La corte d'appello di Parigi riforma la sentenza: ritiene che il limite di età sia giustificato dalla necessità di rinnovare gli organici e di consentire l'accesso dei giovani all'impiego. La Sig.ra X. ricorre allora in cassazione (ricorso alla Corte di Cassazione per far verificare la corretta applicazione del diritto).
La Corte di Cassazione le dà ragione. Annulla la sentenza d'appello per difetto di base legale: i giudici non hanno verificato se questa differenza di trattamento fosse oggettivamente e ragionevolmente giustificata da un obiettivo legittimo, e se i mezzi fossero appropriati e necessari. In parole povere, l'Opéra non può limitarsi a invocare un decreto vecchio di 40 anni senza dimostrare che l'età di 60 anni sia indispensabile per raggiungere l'obiettivo perseguito.
Il ragionamento della giurisdizione — analizzato
La Corte di Cassazione si basa sulla direttiva europea 2000/78/CE del 27 novembre 2000, che vieta ogni discriminazione fondata sull'età. Questa direttiva è stata trasposta nel diritto francese nel Codice del lavoro (articoli L. 1132-1 e seguenti).
Ma la direttiva prevede un'eccezione: una differenza di trattamento può essere ammessa se è oggettivamente e ragionevolmente giustificata da un obiettivo legittimo (come la politica dell'occupazione, la sicurezza, ecc.) e se i mezzi per raggiungere tale obiettivo sono appropriati e necessari. È il principio di proporzionalità: non si può usare un martello pneumatico per schiacciare una mosca.
In questa vicenda, la corte d'appello aveva considerato che l'obiettivo del rinnovamento degli organici fosse legittimo. Ma non ha verificato se la cessazione totale dell'attività a 60 anni fosse necessaria per raggiungerlo. Ad esempio, si sarebbe potuto proporre un adattamento del posto, un part-time, o un pensionamento progressivo? La Corte di Cassazione ricorda che non spetta alla dipendente provare che la misura è sproporzionata, ma al datore di lavoro dimostrare che è necessaria.
Questa sentenza si inserisce in una serie di decisioni in cui la Corte di Cassazione allinea il diritto francese al diritto europeo. Aveva già censurato, lo stesso giorno, un limite di età di 60 anni per i piloti di linea (ricorso n° 08-45.307), con la motivazione che la sicurezza aerea non giustificava la cessazione totale del pilotaggio a quell'età. Una coerenza che dimostra il rigore dei giudici.

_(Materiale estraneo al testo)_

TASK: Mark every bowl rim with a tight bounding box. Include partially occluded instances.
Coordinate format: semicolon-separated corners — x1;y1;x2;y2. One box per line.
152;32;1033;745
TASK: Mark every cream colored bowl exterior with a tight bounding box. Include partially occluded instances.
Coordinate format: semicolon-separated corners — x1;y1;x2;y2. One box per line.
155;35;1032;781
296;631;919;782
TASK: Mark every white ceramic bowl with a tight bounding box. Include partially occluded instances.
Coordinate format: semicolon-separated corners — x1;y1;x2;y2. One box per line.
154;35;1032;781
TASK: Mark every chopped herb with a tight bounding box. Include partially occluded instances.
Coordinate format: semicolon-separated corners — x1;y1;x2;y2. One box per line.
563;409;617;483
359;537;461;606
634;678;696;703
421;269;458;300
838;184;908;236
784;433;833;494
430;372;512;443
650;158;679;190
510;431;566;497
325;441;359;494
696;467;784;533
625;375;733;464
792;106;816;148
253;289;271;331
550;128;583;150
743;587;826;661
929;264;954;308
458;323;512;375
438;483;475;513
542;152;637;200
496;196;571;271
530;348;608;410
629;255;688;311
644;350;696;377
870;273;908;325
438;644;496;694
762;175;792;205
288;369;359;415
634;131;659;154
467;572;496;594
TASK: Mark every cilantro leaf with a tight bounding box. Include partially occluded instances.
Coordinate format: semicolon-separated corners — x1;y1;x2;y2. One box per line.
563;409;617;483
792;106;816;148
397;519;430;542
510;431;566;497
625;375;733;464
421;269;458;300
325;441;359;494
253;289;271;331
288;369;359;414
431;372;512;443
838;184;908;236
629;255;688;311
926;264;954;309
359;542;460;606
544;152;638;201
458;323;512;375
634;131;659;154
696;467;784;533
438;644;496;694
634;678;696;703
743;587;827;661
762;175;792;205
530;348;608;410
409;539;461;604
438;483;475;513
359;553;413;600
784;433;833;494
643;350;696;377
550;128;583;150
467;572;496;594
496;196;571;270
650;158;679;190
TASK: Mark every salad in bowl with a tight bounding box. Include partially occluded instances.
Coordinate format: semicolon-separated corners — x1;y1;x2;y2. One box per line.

Cosa cambia per voi — concretamente
Se siete dipendenti e il vostro datore di lavoro vi impone un pensionamento d'ufficio a 60 o 65 anni, sappiate che questa pratica è ora molto regolamentata. Dalla legge del 20 agosto 2008, il pensionamento d'ufficio è vietato, salvo che un accordo collettivo lo preveda e che il dipendente possa beneficiare di una pensione di vecchiaia a tasso pieno. Ma anche in questo caso, il datore di lavoro deve giustificare che tale limite è necessario e proporzionato.
Facciamo un esempio concreto: un dipendente dell'Opéra national de Paris, che lavora nell'officina dei costumi, viene collocato in pensione a 60 anni. Può contestare questa decisione in tribunale, come la Sig.ra X. Se vince, può ottenere danni e interessi (indennità per danno morale e finanziario) ed eventualmente essere reintegrato. L'importo può raggiungere diversi mesi di stipendio.
A Versailles, un agente della funzione pubblica territoriale potrebbe essere interessato se il suo datore di lavoro invoca uno statuto particolare. A Les Mureaux, un dipendente di un'impresa privata convenzionata deve verificare che la clausola di pensionamento d'ufficio sia conforme al diritto europeo. Se vi trovate in questa situazione, dovete agire rapidamente: il termine di prescrizione è di 5 anni dalla notifica del pensionamento d'ufficio.